Go up to 2019 when the Democratic Party wins back the House of Representatives, now you have Socialist Senator Bernie Sanders in the Senate, as well as closeted Socialist Senator Elizabeth Warren, who both ran for President as Democrats in 2019-20 and you had this growing left-wing in Democratic Party in the House, to go along with the so-called Congressional Progressive Caucus (who in actuality are Democratic Socialists of America in the House) and now you have all these new and in some cases self-described Democratic Socialists in the House, like Representative Alexandria Ocasio Cortez and the so-called left-wing Squad in the House, to go along with the Bernie Sanders in the Senate and you have these left-wing members of Congress who are not just Socialists, but self-described Democratic Socialists.
The agenda that these left-wing members of Congress were pushing in the House in 2019-20, that both Senator Elizabeth Warren and Senator Bernie Sanders ran on for President in that same election cycle, looks very similar to what then Senator Huey Long was pushing in Congress in the 1930s and had hope to run on himself for President in 1936:
A wealth tax to eliminate private wealth in America
A so-called free college plan (that wasn't free for anyone)

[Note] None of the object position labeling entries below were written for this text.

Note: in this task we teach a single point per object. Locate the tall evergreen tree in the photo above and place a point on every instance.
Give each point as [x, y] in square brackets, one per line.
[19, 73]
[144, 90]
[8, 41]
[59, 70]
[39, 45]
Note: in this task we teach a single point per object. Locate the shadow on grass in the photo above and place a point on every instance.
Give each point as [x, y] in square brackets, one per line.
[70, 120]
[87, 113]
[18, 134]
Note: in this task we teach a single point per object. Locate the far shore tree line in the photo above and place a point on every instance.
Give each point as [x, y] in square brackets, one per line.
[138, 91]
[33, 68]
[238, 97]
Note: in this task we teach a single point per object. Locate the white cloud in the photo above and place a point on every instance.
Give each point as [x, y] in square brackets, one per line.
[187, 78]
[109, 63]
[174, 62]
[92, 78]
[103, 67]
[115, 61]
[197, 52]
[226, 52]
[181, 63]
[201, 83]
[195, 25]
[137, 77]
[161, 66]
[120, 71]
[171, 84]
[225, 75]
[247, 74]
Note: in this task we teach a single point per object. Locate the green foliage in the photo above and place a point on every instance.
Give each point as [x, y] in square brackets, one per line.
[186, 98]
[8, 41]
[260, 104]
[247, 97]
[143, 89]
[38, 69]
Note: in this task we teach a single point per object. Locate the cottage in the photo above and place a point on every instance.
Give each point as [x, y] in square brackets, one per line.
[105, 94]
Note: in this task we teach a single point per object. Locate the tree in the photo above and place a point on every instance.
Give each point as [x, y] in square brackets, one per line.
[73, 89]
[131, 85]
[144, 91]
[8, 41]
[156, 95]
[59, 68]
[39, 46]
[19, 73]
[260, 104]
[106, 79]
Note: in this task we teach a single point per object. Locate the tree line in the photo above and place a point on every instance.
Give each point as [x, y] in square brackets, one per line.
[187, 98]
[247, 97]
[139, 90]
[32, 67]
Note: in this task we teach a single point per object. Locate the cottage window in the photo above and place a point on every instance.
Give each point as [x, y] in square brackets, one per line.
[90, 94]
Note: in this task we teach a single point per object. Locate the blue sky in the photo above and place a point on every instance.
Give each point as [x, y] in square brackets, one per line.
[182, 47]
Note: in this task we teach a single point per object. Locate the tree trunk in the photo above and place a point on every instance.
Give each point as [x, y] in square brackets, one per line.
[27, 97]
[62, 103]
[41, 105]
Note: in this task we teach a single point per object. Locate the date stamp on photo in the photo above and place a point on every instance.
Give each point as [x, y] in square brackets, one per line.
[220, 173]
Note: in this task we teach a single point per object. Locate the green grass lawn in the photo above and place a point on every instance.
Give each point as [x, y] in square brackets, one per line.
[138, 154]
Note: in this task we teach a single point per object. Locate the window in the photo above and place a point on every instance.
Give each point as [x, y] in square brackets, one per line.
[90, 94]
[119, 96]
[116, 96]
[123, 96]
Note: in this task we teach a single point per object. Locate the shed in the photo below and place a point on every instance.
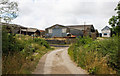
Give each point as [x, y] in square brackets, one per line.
[106, 32]
[61, 31]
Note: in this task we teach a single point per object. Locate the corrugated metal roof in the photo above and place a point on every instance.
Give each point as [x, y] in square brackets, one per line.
[29, 30]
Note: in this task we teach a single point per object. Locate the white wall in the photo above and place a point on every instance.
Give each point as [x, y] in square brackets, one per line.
[106, 31]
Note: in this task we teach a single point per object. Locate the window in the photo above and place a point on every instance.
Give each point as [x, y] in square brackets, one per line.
[64, 30]
[105, 33]
[50, 30]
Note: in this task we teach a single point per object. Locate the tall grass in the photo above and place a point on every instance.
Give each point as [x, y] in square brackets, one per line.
[97, 57]
[21, 53]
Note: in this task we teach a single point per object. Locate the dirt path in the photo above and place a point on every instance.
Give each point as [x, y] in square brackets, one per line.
[57, 62]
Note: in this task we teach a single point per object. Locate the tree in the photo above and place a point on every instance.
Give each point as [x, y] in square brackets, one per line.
[8, 10]
[115, 20]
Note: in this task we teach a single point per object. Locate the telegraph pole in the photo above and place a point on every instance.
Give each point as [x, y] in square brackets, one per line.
[84, 29]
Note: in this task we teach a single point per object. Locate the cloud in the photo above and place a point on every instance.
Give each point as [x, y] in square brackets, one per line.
[44, 13]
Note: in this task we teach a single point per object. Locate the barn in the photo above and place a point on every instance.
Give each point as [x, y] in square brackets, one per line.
[106, 32]
[62, 31]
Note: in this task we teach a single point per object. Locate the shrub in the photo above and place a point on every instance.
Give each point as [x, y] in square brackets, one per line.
[97, 57]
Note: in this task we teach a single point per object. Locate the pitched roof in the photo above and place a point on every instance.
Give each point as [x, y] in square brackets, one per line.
[81, 27]
[106, 28]
[29, 29]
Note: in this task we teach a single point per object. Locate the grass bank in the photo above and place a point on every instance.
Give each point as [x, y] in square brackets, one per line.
[21, 53]
[97, 57]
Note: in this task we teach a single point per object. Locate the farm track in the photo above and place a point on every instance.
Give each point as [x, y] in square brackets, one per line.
[58, 62]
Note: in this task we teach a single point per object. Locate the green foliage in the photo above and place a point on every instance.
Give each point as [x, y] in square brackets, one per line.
[22, 51]
[115, 20]
[98, 57]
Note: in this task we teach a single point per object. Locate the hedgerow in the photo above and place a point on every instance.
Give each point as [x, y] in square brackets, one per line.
[97, 57]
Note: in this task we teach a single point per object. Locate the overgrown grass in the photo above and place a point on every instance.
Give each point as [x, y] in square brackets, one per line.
[97, 57]
[21, 53]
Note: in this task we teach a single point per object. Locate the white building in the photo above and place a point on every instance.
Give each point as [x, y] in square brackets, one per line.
[106, 32]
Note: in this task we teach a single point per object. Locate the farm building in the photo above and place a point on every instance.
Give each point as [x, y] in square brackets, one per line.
[32, 31]
[18, 29]
[74, 30]
[62, 31]
[87, 30]
[106, 32]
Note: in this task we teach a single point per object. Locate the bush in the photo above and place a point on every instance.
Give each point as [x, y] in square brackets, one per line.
[97, 57]
[19, 52]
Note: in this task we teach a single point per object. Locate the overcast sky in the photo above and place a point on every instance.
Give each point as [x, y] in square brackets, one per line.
[45, 13]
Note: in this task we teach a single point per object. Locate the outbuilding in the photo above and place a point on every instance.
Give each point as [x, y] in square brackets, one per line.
[106, 32]
[62, 31]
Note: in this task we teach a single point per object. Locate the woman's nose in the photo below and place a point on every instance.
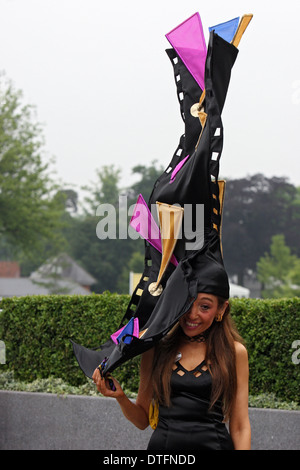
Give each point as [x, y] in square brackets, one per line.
[192, 313]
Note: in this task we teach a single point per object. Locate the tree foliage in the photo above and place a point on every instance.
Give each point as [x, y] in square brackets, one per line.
[257, 208]
[279, 270]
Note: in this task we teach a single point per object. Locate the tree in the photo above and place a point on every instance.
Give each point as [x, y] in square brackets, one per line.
[255, 209]
[30, 211]
[279, 270]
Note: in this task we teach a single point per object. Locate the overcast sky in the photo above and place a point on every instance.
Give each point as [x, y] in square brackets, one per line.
[103, 85]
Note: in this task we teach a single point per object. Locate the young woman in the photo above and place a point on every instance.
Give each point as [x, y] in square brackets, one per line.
[198, 376]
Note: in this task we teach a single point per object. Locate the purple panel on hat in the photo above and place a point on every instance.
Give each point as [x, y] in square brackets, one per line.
[188, 41]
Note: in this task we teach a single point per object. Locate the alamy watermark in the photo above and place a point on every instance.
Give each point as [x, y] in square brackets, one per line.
[115, 223]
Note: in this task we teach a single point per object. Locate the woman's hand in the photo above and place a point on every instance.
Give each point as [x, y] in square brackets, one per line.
[104, 387]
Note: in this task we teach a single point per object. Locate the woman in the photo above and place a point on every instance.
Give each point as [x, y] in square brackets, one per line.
[199, 375]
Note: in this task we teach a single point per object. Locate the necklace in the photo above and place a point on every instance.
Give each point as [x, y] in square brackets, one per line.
[201, 338]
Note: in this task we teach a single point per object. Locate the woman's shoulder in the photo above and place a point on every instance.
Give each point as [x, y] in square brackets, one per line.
[240, 350]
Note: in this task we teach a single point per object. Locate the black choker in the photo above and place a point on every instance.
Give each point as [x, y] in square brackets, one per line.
[201, 338]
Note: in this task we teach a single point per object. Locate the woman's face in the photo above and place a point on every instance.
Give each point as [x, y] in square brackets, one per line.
[201, 315]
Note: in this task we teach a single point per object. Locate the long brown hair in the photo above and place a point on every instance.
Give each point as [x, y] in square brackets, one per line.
[220, 360]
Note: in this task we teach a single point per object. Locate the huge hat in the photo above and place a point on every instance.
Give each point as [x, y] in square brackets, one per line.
[182, 257]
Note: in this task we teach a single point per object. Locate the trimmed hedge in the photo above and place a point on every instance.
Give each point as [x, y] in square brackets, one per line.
[36, 331]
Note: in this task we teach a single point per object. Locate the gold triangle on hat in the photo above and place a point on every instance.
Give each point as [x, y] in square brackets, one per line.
[241, 29]
[221, 184]
[170, 220]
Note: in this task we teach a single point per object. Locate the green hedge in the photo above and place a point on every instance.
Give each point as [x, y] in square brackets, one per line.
[37, 329]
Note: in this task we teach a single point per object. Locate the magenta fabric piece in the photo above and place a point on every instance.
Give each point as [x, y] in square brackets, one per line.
[177, 168]
[133, 330]
[143, 222]
[188, 41]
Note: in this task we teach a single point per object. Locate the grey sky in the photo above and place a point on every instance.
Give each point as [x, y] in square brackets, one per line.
[103, 85]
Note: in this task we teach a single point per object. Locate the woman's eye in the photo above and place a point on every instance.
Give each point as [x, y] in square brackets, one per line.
[204, 307]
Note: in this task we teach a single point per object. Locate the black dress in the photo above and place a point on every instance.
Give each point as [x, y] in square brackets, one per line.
[187, 424]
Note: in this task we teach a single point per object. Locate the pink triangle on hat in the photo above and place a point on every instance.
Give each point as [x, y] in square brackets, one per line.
[188, 41]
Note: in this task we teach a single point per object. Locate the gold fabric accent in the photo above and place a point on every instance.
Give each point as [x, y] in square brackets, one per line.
[221, 185]
[241, 29]
[153, 414]
[170, 220]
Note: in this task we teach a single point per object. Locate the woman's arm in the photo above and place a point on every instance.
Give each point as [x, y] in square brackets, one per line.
[239, 424]
[138, 412]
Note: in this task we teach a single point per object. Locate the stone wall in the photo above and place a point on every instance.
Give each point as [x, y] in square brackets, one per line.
[40, 421]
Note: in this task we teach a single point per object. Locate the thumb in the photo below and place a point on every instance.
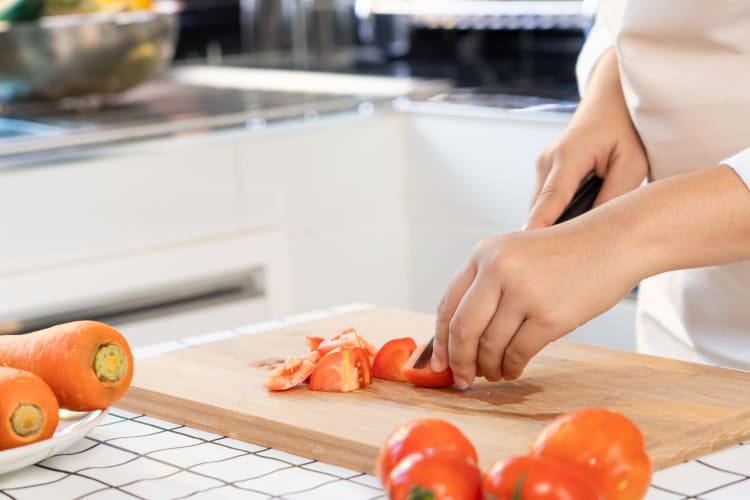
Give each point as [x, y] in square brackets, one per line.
[556, 193]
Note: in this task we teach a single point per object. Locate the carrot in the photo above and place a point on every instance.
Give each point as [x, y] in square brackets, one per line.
[87, 364]
[28, 408]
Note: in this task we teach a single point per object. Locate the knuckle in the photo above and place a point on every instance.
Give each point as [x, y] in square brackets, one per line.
[514, 360]
[549, 192]
[457, 329]
[443, 310]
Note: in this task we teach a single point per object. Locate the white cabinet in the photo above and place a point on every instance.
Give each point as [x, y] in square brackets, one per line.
[381, 208]
[342, 182]
[161, 219]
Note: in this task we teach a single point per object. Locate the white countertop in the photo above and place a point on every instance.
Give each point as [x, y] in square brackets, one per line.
[136, 456]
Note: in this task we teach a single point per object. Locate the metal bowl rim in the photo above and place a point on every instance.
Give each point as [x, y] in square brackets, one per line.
[160, 9]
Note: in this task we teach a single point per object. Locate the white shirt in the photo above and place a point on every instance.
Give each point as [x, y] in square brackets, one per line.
[669, 54]
[597, 42]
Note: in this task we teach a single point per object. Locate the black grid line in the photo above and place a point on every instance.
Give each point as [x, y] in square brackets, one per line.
[741, 480]
[87, 495]
[378, 494]
[720, 469]
[667, 490]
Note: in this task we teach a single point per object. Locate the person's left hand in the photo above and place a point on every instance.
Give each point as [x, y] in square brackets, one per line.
[520, 291]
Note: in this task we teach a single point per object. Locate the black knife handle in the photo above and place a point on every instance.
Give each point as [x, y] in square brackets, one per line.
[584, 198]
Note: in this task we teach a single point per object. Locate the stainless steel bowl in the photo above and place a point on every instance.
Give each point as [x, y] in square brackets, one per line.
[85, 55]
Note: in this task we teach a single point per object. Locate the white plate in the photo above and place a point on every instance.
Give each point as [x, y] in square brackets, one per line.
[72, 427]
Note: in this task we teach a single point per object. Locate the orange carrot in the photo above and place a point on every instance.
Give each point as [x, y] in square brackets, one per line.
[28, 408]
[87, 364]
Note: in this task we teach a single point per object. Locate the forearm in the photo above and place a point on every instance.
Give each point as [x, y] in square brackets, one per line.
[691, 220]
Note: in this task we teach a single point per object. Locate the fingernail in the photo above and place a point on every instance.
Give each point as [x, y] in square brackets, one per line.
[435, 364]
[460, 383]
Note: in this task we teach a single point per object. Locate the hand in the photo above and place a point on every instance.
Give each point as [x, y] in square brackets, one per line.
[520, 291]
[599, 137]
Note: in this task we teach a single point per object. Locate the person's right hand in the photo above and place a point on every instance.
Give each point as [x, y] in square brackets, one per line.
[600, 137]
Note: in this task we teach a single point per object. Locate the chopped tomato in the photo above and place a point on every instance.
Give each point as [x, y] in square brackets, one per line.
[347, 339]
[439, 476]
[391, 358]
[313, 342]
[425, 377]
[605, 446]
[292, 372]
[538, 478]
[372, 351]
[341, 370]
[419, 435]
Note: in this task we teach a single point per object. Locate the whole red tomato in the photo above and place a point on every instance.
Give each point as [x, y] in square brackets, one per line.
[605, 446]
[432, 475]
[420, 435]
[536, 478]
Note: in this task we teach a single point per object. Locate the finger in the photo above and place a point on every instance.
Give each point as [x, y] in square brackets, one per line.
[622, 176]
[472, 316]
[447, 306]
[557, 191]
[530, 338]
[496, 337]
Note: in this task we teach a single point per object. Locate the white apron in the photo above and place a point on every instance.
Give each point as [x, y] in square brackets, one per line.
[685, 68]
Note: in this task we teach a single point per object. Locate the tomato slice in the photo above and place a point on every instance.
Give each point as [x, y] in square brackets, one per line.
[391, 358]
[347, 339]
[371, 350]
[292, 372]
[425, 377]
[313, 342]
[341, 370]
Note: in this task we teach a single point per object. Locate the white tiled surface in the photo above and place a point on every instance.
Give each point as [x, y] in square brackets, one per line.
[136, 456]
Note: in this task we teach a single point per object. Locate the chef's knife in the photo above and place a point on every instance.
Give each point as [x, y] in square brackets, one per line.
[582, 202]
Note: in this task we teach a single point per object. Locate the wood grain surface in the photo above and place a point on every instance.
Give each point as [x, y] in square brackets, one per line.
[684, 410]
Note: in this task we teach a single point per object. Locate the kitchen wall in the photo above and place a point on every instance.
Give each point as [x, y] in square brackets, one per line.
[378, 208]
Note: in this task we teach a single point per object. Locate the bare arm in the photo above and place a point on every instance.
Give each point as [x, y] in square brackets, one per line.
[599, 137]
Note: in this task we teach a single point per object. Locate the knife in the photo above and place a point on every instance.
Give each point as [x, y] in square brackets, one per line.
[582, 201]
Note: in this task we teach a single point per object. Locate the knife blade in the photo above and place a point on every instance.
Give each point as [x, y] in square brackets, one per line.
[582, 201]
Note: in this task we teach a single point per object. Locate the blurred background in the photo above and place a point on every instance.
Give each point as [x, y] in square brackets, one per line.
[179, 167]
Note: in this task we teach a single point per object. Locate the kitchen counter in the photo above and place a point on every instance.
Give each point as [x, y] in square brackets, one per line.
[136, 456]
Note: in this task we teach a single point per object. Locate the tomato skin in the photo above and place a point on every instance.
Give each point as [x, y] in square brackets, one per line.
[391, 358]
[425, 377]
[291, 372]
[543, 479]
[448, 476]
[604, 446]
[313, 342]
[347, 339]
[419, 435]
[341, 370]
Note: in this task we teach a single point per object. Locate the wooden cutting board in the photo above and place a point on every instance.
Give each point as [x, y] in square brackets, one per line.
[684, 410]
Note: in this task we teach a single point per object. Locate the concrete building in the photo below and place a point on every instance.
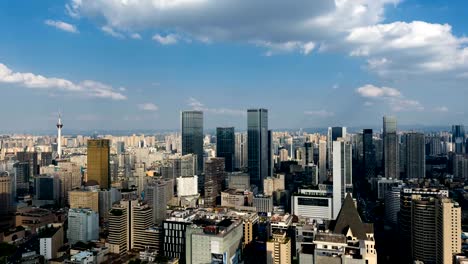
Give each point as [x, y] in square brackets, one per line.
[50, 240]
[342, 173]
[313, 204]
[219, 242]
[84, 199]
[83, 225]
[98, 162]
[279, 248]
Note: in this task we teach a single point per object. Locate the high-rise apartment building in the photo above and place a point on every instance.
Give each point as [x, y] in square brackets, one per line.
[390, 148]
[83, 225]
[369, 153]
[458, 138]
[415, 155]
[98, 162]
[192, 136]
[225, 146]
[240, 152]
[257, 135]
[215, 178]
[342, 173]
[6, 198]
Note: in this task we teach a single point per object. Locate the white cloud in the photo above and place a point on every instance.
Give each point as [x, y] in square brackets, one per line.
[319, 113]
[148, 107]
[35, 81]
[112, 32]
[195, 104]
[415, 47]
[441, 109]
[61, 25]
[391, 96]
[288, 26]
[169, 39]
[370, 90]
[135, 36]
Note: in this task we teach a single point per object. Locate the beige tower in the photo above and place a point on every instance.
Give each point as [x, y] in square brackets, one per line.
[98, 162]
[448, 224]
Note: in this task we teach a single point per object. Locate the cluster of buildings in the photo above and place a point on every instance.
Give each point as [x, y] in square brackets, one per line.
[234, 197]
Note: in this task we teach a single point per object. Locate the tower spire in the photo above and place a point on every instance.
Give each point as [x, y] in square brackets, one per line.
[59, 136]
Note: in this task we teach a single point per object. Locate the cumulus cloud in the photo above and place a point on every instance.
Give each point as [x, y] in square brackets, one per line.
[299, 26]
[169, 39]
[415, 47]
[393, 97]
[112, 32]
[319, 113]
[61, 25]
[34, 81]
[195, 104]
[148, 107]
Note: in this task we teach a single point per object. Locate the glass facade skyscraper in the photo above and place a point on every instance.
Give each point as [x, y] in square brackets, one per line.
[391, 150]
[257, 136]
[192, 136]
[458, 137]
[225, 145]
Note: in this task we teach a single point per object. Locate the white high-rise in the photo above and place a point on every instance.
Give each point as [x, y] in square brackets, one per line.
[342, 173]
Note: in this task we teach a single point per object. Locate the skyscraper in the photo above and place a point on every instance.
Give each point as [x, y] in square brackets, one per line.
[215, 177]
[257, 135]
[333, 134]
[369, 153]
[342, 173]
[98, 162]
[192, 136]
[415, 155]
[458, 137]
[225, 145]
[390, 144]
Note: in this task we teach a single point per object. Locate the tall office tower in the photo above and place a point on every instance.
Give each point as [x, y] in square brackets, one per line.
[279, 248]
[98, 162]
[458, 138]
[342, 173]
[31, 158]
[225, 145]
[22, 176]
[390, 148]
[323, 175]
[59, 137]
[448, 224]
[46, 190]
[241, 151]
[120, 146]
[83, 225]
[333, 134]
[158, 193]
[417, 222]
[257, 135]
[415, 156]
[271, 163]
[369, 153]
[84, 199]
[192, 136]
[5, 193]
[215, 180]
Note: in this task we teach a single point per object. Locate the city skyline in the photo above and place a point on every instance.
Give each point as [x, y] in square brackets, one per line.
[107, 72]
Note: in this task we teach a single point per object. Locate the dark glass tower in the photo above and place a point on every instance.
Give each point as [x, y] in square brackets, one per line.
[415, 155]
[369, 153]
[391, 150]
[257, 136]
[225, 145]
[458, 137]
[192, 136]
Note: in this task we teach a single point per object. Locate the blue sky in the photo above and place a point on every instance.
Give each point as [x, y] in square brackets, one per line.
[127, 64]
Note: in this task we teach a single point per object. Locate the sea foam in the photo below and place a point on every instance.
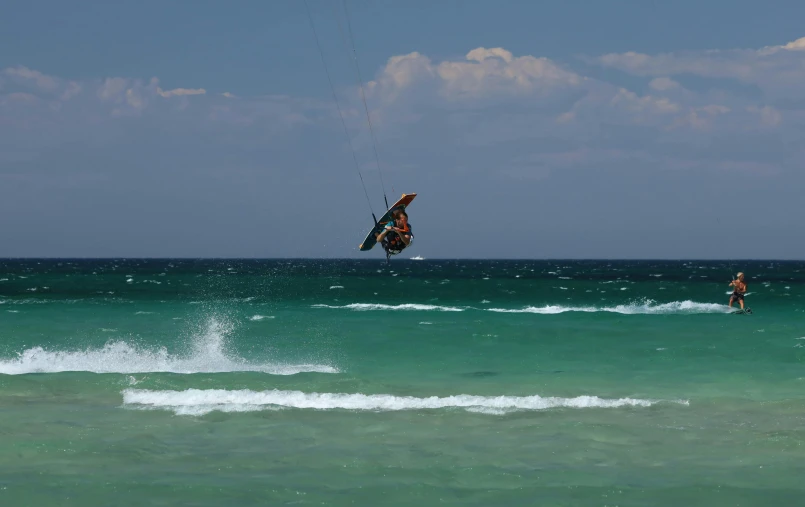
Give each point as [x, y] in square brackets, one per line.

A new government-run pension plan. The Squad in the House and Senators Sanders and Warren were instead talking about doubling Social Security
A government works program to put unemployed workers to work for the government
A guaranteed basic income for every American
The Bernie Bros and Squad in House wanted a government-run national health care plan, to replace private health insurance in America
What the so-called Bernie Bros and the Squad were talking about in Congress and what Senator Sanders ran for President on in 2015-16 and 2019-20, is not new. Senator Huey Long ran on that in the 1930s, when he was in Congress as well. The mainstream media (and perhaps Frank DiStefano is a member of that media as well) can call this economic liberalism all they want, but that's not what is.
Supporters of this populist economic philosophy go way further than Liberals and Progressives, including Franklin Roosevelt, on economic policy, at least pre-1936 and are no longer talking about opportunity and responsibility for all, which is really what economic liberalism is about and not economic guarantees.
What American leftists back in the 1930s and today are really talking about, is what the rest of the developed world calls social democracy or just socialism. And what out-of-the-closet American leftists call democratic socialism. The idea that everyone in America is entitled to a quality life, simply for just being alive in America, regardless of what they bring, if anything, to the broader economic pie of the country.